Dear Friends, A few days ago, I was talking to my young adult son and heard myself telling him the age-old advice that he needed a reason to get out of bed every morning. You may have run into these words of wisdom in your own life, from your parents or friends, or read it in a meme on Instagram or Facebook. They seem like a truism.
One recent morning, I lay in my very comfy bed and wondered what energy gets me out of it each day. I'm in my early fifties, and while I no longer need to work to support my family, I do have many jobs, both paid and volunteer, and many people who rely on what I do. There was a time in my life when my desire to "help others" was what got me out of bed. But as time has passed, I've begun to realize the teachings of the Buddha's Diamond Sutra.
Duty to Help?
The Diamond Sutra is nearly impenetrable, saying things like “This is how the bodhisattva mahasattvas master their thinking: ‘However many species of living beings there are—whether born from eggs, from the womb, from moisture, or spontaneously; whether they have form or do not have form; whether they have perceptions or do not have perceptions; or whether it cannot be said of them that they have perceptions or that they do not have perceptions, we must lead all these beings to nirvana so that they can be liberated. Yet when this innumerable, immeasurable, infinite number of beings has become liberated, we do not, in truth, think that a single being has been liberated.’"

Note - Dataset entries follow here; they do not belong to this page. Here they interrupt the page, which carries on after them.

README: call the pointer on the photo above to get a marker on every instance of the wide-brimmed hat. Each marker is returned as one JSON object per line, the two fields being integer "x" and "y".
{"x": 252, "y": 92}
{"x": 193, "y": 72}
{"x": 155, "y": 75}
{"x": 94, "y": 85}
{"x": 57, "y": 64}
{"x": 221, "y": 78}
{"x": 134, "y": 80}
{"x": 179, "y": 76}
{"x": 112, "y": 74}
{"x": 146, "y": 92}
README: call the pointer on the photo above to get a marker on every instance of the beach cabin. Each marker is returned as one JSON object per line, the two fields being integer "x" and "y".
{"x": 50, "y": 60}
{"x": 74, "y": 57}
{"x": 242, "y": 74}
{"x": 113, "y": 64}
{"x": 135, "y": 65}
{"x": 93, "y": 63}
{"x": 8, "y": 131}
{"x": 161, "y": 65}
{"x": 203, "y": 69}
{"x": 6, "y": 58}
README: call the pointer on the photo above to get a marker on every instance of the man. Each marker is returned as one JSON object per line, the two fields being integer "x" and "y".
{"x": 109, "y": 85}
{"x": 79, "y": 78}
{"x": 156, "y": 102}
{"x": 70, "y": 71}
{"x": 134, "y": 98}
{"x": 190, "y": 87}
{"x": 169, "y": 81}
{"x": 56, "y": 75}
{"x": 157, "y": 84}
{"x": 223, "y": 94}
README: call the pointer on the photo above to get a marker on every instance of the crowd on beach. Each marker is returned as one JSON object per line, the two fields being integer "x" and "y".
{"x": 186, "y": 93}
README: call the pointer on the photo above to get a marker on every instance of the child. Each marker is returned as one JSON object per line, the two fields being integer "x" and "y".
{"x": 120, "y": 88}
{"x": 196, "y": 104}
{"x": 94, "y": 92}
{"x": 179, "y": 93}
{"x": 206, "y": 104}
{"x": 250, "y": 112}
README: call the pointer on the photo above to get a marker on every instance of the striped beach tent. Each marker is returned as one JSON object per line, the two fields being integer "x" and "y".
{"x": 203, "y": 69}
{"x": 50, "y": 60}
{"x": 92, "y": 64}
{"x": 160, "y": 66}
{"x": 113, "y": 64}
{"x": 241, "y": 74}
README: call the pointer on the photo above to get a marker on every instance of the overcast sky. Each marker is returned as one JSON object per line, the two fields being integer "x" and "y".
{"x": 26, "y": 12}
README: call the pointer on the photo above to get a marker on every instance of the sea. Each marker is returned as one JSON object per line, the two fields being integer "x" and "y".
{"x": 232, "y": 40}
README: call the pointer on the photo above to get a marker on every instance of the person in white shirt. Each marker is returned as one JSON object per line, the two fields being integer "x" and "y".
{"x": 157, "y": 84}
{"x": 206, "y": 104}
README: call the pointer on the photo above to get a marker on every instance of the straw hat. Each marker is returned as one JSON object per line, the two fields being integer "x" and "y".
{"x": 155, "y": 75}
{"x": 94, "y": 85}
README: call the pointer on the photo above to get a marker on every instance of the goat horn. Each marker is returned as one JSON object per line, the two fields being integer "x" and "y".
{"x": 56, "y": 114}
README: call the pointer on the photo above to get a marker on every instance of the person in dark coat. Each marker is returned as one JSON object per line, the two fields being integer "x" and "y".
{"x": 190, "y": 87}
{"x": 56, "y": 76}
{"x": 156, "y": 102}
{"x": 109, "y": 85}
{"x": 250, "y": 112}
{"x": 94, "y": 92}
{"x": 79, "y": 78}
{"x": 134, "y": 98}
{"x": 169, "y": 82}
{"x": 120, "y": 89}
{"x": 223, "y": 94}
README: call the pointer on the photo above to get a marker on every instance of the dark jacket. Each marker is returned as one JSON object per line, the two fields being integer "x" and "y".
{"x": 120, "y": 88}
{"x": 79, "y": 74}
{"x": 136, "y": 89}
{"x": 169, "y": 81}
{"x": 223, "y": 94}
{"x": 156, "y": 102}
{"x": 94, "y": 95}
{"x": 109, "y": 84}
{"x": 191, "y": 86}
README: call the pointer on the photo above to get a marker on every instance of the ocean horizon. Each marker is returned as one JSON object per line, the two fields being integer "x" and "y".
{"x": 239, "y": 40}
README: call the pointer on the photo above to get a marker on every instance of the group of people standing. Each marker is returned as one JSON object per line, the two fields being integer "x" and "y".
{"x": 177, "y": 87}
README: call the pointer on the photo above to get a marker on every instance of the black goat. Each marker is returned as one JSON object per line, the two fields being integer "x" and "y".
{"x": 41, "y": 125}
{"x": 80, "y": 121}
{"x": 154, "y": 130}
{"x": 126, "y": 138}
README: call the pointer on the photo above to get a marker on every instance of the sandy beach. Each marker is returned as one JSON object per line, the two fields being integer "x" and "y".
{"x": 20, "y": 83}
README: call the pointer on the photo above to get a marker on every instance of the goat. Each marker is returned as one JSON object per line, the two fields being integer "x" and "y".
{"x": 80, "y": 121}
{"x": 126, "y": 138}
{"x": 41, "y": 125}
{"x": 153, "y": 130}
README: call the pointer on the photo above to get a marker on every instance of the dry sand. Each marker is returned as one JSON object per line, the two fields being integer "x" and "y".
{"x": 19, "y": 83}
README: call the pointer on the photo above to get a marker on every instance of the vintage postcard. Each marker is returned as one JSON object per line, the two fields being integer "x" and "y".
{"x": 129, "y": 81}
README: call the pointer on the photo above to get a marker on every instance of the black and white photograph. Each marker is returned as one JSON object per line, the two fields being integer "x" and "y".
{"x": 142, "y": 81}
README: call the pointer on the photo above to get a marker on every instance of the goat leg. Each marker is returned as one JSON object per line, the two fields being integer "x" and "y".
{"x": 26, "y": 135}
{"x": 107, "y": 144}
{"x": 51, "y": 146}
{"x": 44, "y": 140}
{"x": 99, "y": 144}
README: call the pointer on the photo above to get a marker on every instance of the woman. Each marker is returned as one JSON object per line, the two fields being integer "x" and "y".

Here's how I sum that up: Because we are all temporary manifestations of the cosmos, there is no separate person -- me -- who can help or serve anyone and, for the same reason, there is no one else to help or serve. Another way to put it is that the best way for me to help the world is to liberate myself. That way, I am no longer caught up in my own striving, and can be available and present in each moment.
Believing that I have a duty to tell others how to live or that I am on a mission to save everyone is the same attitude that has gotten humans into trouble for eons. It's what some religious fundamentalists, like the Islamic State, practice. If I get out of bed inspired by how I'm going to help other people today, I will only contribute to the disconnection that fuels the continuation of human suffering.
What about Carrots?
So what if I get out of bed simply to meet my hedonistic desires? Thinking about the pancakes I'll smother in syrup for breakfast or the money I'll make selling my book (sadly, not worth getting out of bed for) is not the kind of happiness that endures, and so wouldn't get me up and at 'em.
When I first encountered mindfulness in the teachings of the Zen master Thich Nhat Hanh, I was both excited and scared by this practice of aimlessness -- the practice of letting go of our desire to control the outcome of life. It means not putting something in front of us and then chasing after it. It means not using a carrot to get ourselves out of bed every morning, spending the day searching for the carrot and missing out on the authentic life we might be living.
“If the world were merely seductive, that would be easy. If it were merely challenging, that would be no problem. But I arise in the morning torn between a desire to improve the world and a desire to enjoy the world. This makes it hard to plan the day.” --E.B. White
Aimless Living
It is my intention to help whenever the opportunity arises, but if I get out of bed fixated on my goal to make the world a "better place", I will find myself missing or skimming by the gorgeous details. And in the end, I may have missed the real chances I had to make a difference in someone's life.
So my aspiration is to get out of bed without any agenda and with a heart full of curiosity. What challenges will I face today, and how will I meet them? Will my mindfulness practice allow me to stay present with it? What mysteries and beauties will be revealed to me today? Will I encounter an angry neighbor who wants to resolve a dispute, a smiling fellow dog walker with an adorable little poodle, a shy red fox coming out from under a rock?